Planners also rejected the project over concerns that its “visual dominance” would have an “overbearing impact” on a nearby house and diminish the property’s value.
The council’s decision has since been appealed to the national planning board.
In a document prepared by Cork-based planning consultant Harry Walsh on behalf of Vault Whiskey Store, the developer insisted that the proposed project “will not result in an excessively prominent feature on the landscape”.
As part of its application, Vault Whiskey Store hired two companies to conduct a landscape and visual impact assessment from multiple viewpoints. The report concluded that the complex was located within a “low-sensitivity landscape”.
The company said the maturation warehouses were designed to be screened from a nearby public road “as the business does not require public profile or visibility”.
It said the large-scale warehouses would differ from many other industrial buildings and would resemble farming sheds “which are prominent throughout the Irish countryside”.

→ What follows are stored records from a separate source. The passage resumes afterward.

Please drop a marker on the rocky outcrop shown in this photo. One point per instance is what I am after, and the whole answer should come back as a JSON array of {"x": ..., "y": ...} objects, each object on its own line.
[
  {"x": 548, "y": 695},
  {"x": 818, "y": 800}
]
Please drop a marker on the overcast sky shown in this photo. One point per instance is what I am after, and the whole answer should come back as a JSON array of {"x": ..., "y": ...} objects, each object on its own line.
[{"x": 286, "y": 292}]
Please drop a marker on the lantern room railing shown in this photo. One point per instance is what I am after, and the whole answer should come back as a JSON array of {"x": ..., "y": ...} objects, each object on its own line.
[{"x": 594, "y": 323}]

It said the proposed development would feature design elements that would have a “far less significant” visual impact than many other developments of a similar scale.
“High-quality materials are proposed, which include dark green facades with dark grey non-reflective roofing, which resemble the colours used in the agricultural industry,” it said.
Vault Whiskey Store said it believed the local planning authority had “exaggerated” the potential visual impacts of the whiskey maturation complex.
It said criticism of the landscape and visual assessment commissioned by the company was “unwarranted, unfounded and unsubstantiated”.
Throughout the appeal to An Bord Pleanála, Vault Whiskey Store stressed that the proposed development was of national importance.
As previously explained by Fora, the whiskey industry has said it needs several large centres for maturing whiskey to hit growth targets.
Maturation is a crucial part of whiskey production. Legally, produce from distilleries can’t be branded as Irish whiskey unless it has been matured for a period of at least three years.
However, large maturation warehouses are expensive to build. Developers must also adhere to strict fire safety laws, and insurance and security costs are high because the value of the product increases every year after the initial three-year period.
“The proposed maturation warehouse facility aims to address the primary challenge facing the continued expansion of the Irish whiskey industry: maturation,” Vault Whiskey Store told the planning board.
It said larger, more established distilleries prefer to use their own maturation facilities and small- to medium-sized distilleries would benefit from central maturation complexes because such developments require significant investment.
“We consider that the council’s decision did not have full regard to national policy and that the potential visual impacts of the proposed development were misunderstood and inappropriately assessed.”